Alex Silva/Estadão
Alex Silva/Estadão

Clubes grandes de São Paulo reduzem cobrança de ISS na Justiça

Palmeiras conseguiu reduzir cobrança em 80%; São Paulo e Corinthians também obtiveram liminares favoráveis

Gonçalo Junior, O Estado de S.Paulo

05 de junho de 2019 | 04h30

Palmeiras, Corinthians e São Paulo contestam judicialmente a cobrança de ISS pelo município de São Paulo. A Prefeitura entende que é devido o ISS sobre cessão de direito de uso de marcas e sinais de propaganda, locação do estádio, cadeira cativa, camarote, programa Avanti, entre outros. O clube alviverde foi o primeiro processo a ser julgado.

“O Palmeiras entende que, por ser associação sem fins lucrativos, dedicada ao desporto, é imune à incidência do ISS. Além disso, os valores cobrados pela Prefeitura de São Paulo não correspondem a serviço alvo da tributação do ISS”, diz o clube. “Desde a fundação dos clubes paulistanos, nunca houve cobrança do ISS pela Prefeitura. A mesma situação aplica-se para clubes de futebol sediados em outros municípios”, completa.

A partir da contestação, o Palmeiras conseguiu uma redução da cobrança, de R$ 66 milhões para R$ 12 milhões. “O Palmeiras contestou a cobrança na esfera administrativa, oportunidade em que cancelou uma parte da cobrança. Atualmente, a discussão está na esfera judicial e conta com sentença de parcial procedência do pedido do Palmeiras.
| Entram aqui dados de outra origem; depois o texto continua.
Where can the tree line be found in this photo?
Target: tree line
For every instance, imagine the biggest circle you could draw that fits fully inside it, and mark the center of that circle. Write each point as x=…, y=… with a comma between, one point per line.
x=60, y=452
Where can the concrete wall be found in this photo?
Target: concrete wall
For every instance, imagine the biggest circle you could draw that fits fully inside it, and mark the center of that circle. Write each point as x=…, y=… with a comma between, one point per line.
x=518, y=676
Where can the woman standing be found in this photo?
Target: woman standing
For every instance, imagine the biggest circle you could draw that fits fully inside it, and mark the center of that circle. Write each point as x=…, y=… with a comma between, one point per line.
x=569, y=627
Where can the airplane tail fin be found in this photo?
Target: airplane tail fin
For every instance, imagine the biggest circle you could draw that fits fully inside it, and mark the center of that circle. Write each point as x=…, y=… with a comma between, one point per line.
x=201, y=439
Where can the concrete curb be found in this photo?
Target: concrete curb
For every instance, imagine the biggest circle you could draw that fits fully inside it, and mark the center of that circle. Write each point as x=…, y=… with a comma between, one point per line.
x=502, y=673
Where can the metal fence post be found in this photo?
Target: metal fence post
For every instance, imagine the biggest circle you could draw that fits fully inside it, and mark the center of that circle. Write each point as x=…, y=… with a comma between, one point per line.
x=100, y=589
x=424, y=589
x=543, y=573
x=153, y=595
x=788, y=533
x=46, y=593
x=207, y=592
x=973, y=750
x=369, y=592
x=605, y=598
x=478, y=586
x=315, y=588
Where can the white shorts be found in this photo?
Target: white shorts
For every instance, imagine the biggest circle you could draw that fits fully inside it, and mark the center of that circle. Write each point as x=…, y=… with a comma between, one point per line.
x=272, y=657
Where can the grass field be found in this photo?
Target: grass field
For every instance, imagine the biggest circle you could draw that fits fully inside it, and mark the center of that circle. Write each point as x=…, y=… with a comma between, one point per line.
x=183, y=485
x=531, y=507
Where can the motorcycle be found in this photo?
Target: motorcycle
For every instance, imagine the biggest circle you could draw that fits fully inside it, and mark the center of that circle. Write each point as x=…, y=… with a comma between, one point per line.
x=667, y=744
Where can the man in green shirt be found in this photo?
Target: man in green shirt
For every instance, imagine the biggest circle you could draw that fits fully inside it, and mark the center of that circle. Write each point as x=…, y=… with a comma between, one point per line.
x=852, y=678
O resultado parcial reflete no cancelamento de aproximadamente 80% da cobrança intentada pela Prefeitura de São Paulo”, afirmou o departamento jurídico do clube.

A Prefeitura de São Paulo pode recorrer, mas o clube informa que vai continuar com recurso ao Tribunal de Justiça de São Paulo para tentar cancelar a parcela da cobrança mantida pelo juiz de primeira instância.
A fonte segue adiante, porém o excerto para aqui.